October 31, 2010 at 08:00 PM
5 minute read
When Barry Peters was an in-house benefits lawyer for Bell Atlantic Corp.(now Verizon Communications Inc.), he took a legal drafting seminar taught by a professional writer. “There were a number of very helpful suggestions,” he recalls.
Unfortunately, one of the writing tips–avoid placing a phrase at the end of a long, compound sentence that modifies a thought near the beginning of the sentence–contributed to a $1.67-billion error in a retirement plan document Peters drafted for Bell Atlantic.
In an August ruling, the 7th Circuit forgave the error, which would have, for example, awarded former Bell Atlantic employee Cynthia Young, lead plaintiff in the class-action case for 15,000 plan participants, a retirement lump sum of nearly $640,000, compared to the intended sum of $240,000.
The 3-0 decision in Young v. Verizon that Judge John Daniel Tinder of Indianapolis wrote upheld a district court ruling that a federal court could erase Peters' “scrivener's error” under the authority of the Employee Retirement Income Security Act (ERISA).
Honest Mistake
Peters, in an effort to clarify the description of a new retirement plan payout formula, had condensed the text of an A-times-B calculation by shifting the language of B closer to A in a more than 100-word sentence. But he failed to delete the initial B phrase at the end of the sentence. The result was a document that said retirement benefits would be calculated under the formula A times B times B.
“What I failed to do in that fateful moment was take a step back and scan the whole sentence,” Peters says.
The 7th Circuit wasn't kind to Peters or Verizon. The opinion called the mistake “a devastating drafting error in the multi-billion-dollar plan,” which “survived unnoticed in the fifth, sixth, and final drafts of the plan.” The court, noting that only Peters was assigned the in-house drafting work, called the mistake “profound negligence.”
“It is baffling that a major corporation would not invest greater resources to ensure accuracy in drafting such an important document,” Tinder wrote.
In siding with Verizon, the court noted that no plan participant mentioned the A-times-B-times-B formula, adopted in 1996, until Young filed her federal suit in 2005. The court cited ERISA's Section 502(a)(3), which allows plan sponsors and participants “appropriate equity relief” and other appellate decisions that applied such equitable relief under ERISA to a scrivener's error “that the plaintiffs could not have reasonably expected.”
Still, the 7th Circuit decision may not be open-and-shut. In a similar case involving an ERISA plan benefit formula, the 4th Circuit in 2009 ruled against the plan sponsor, Fleet Reserve Association, a not-for-profit advocacy group for current and former enlisted personnel in the U.S. Navy, Marines and Coast Guard. The decision in Cross v. Bragg was broader, in that the Internal Revenue Service had approved plan document alterations by Fleet, but the court nonetheless rejected them.

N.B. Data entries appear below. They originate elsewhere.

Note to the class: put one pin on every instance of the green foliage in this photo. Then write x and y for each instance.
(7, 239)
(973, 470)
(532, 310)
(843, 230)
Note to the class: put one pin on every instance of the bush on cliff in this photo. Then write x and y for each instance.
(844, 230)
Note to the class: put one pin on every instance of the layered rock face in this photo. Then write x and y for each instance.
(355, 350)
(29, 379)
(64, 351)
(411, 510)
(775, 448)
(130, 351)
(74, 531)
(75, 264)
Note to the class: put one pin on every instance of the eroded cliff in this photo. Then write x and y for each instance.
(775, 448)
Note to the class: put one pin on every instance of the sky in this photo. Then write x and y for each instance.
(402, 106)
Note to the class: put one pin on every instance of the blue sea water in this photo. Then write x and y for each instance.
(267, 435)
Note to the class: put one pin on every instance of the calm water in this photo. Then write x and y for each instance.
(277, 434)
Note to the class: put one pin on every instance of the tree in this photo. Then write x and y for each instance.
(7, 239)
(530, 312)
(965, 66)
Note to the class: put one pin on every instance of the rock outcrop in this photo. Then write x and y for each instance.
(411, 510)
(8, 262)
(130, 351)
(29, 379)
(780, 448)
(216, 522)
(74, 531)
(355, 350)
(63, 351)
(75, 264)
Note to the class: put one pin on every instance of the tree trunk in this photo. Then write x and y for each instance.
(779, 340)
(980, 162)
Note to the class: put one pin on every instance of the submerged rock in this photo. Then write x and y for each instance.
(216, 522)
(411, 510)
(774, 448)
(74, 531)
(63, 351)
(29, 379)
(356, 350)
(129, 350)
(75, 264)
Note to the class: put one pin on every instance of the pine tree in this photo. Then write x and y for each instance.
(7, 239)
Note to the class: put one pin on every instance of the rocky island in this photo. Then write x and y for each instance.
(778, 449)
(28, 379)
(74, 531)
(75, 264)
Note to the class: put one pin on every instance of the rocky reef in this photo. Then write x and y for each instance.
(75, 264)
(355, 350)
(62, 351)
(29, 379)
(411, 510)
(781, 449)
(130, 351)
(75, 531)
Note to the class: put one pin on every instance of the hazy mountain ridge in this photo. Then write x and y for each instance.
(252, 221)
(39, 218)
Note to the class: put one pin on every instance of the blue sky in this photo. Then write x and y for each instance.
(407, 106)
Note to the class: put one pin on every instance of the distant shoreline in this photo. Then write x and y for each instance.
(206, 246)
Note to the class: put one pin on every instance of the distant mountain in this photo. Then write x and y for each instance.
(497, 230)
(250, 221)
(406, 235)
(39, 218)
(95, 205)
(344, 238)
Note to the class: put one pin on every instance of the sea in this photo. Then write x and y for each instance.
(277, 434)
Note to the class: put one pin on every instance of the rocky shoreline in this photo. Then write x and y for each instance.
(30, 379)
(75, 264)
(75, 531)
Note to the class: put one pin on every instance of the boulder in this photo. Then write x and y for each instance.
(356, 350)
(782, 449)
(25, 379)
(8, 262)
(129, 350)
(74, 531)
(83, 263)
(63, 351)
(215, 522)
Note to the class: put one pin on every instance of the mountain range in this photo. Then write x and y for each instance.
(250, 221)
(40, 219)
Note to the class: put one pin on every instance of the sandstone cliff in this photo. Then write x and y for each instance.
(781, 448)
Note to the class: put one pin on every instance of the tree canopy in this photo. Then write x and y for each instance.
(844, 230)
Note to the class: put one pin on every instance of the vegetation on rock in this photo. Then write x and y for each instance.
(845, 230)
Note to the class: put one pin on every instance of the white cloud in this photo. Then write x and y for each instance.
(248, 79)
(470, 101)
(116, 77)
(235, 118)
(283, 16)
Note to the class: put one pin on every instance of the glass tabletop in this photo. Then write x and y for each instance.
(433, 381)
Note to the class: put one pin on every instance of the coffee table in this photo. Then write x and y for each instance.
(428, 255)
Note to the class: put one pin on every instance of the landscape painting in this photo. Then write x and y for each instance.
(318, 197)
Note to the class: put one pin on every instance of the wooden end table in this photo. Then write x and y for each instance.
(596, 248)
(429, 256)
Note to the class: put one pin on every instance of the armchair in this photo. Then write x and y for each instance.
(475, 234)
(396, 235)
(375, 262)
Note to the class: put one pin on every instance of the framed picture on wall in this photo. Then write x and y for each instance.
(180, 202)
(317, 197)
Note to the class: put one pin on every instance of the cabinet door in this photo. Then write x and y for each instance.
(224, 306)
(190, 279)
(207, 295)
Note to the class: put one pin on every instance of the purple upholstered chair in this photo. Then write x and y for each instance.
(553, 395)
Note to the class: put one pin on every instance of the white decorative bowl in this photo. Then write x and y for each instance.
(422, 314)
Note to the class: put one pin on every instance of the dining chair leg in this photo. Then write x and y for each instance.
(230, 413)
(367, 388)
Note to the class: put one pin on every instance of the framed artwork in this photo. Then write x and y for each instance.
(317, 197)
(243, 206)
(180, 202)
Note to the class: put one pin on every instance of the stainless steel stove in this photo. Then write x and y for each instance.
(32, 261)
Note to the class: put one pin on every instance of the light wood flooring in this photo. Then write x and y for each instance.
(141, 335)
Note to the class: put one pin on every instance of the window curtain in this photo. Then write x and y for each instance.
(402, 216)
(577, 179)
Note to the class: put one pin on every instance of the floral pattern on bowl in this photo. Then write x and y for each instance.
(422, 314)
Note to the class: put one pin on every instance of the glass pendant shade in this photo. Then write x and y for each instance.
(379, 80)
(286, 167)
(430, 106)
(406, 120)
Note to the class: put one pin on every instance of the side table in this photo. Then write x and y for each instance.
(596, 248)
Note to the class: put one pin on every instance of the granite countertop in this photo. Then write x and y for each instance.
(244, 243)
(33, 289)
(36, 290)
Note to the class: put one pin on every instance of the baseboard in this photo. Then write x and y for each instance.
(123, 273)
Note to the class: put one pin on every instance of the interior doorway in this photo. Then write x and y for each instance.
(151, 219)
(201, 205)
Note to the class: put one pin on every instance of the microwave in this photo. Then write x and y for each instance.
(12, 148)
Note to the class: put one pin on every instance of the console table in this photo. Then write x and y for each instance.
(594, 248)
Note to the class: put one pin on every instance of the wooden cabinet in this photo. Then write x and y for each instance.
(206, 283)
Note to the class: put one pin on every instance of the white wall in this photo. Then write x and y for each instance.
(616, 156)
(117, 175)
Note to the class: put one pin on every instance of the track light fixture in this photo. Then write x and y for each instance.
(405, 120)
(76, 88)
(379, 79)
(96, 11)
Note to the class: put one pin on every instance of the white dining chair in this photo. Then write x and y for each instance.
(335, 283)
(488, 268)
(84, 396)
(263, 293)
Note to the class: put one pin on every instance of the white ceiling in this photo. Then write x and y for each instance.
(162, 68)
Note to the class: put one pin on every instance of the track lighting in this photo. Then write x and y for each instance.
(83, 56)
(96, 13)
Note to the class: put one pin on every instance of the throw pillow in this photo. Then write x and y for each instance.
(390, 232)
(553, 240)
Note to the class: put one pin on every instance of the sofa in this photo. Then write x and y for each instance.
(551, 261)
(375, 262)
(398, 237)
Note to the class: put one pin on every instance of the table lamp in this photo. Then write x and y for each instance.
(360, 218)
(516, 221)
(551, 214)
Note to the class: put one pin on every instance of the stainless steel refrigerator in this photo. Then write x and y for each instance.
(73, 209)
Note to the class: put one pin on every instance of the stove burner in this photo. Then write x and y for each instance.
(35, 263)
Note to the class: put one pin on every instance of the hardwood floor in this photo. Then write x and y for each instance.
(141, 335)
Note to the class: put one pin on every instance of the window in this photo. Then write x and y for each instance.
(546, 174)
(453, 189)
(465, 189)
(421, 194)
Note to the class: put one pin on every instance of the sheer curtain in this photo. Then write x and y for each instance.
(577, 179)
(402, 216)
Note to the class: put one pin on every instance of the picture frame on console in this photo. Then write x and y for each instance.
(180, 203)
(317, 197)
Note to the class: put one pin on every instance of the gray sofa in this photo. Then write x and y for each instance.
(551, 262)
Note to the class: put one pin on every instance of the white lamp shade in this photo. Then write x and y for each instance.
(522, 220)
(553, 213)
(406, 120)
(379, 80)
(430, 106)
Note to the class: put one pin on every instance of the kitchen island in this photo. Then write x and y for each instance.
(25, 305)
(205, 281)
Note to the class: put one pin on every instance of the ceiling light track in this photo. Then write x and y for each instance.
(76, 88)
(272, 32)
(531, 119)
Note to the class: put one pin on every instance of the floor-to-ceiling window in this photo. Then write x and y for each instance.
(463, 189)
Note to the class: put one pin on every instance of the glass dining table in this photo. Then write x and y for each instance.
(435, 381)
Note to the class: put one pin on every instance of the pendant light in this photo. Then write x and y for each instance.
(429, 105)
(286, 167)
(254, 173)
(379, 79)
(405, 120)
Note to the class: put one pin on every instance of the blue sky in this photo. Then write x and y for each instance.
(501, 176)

“When the terms of an ERISA plan are clear and unambiguous, a federal court is obliged to apply it as written,” the court ruled in a unanimous three-judge opinion written by Judge Robert King. But the opinion was delivered as “unpublished,” which could diminish its precedential value.

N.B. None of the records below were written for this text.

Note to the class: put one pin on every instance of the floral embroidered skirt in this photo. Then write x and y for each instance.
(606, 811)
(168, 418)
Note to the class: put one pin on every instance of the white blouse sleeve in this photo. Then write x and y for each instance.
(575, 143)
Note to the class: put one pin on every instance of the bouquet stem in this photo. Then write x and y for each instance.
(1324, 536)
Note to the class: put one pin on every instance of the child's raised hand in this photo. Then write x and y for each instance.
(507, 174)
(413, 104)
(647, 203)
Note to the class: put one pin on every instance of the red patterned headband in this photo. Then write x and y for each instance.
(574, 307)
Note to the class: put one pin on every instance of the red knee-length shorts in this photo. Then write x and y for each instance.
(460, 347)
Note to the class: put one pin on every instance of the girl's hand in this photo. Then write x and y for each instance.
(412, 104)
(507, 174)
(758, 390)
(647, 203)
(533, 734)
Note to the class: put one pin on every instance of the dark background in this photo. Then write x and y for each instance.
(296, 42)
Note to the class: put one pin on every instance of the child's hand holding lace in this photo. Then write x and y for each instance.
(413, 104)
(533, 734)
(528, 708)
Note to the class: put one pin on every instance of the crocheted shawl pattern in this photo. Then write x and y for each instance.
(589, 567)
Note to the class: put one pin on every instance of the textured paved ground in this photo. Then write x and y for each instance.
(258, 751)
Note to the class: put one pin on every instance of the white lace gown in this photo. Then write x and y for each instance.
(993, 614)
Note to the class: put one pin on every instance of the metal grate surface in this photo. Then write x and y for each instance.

Matthew Heffner, partner at Susman Heffner & Hurst, who represented Young, says the printed word is especially important under ERISA, which Congress intended to be a largely self-sufficient law. Plan participants are entitled to rely on the plan document language, he says.
“The writing requirements, or the plan documents rule, is as old as ERISA, and it's been used and enforced very harshly against everyone since ERISA has been around,” Heffner says.
Benefits lawyer Edward Veal, senior counsel at Steptoe & Johnson, disagrees. “To say ERISA requires the fiduciaries to follow the plan document and therefore you can't correct a scrivener's error begs the question, because it assumes that scrivener's errors can't be corrected,” he says.
Still, Veal says, “you shouldn't read the 7th Circuit decision as meaning that an employer can retroactively correct its bad judgment about what should have been in the plan. The decision is dealing with real mistakes by the draftsman in implementing what the employer intended.”
Requisite Review
Can mistakes like Peters' be avoided? Peters, now retired, says part of the problem was that Verizon's independent benefits consultant and outside counsel reviewed the documents from their specialized viewpoints, not the viewpoint of a text editor or proofreader.
“There is a certain amount of task sharing,” he says. He dismissed the notion that assigning the in-house drafting work to a single lawyer was wrong. With a document of more than 100 single-spaced pages and at least 1,000 important provisions, the employer needs a single mind to comprehend and express its intent.
“There is a need for consistency,” he says. “It would have been impractical for the corporation to assign two or three people to the drafting. It's far more effective for one person to own the task.”
Veal says it might have been helpful to have the Verizon benefit formula text reviewed by an actuary who had never seen the document but could try to compute a benefit based on the text. “The fresh eye concept could work, but you reach a point where there is just too much labor involved,” he says.
Veal adds that common-sense editing is not encouraged by the verbose boilerplate language used in the IRS model language for retirement plan amendments.
“They are completely unreadable by a layman. In fact, practitioners frequently find them pretty unreadable,” he says. “But nobody really has to read them. The IRS has approved them. As far as retirement plan documents are concerned, the plain language movement has made no inroads at all.”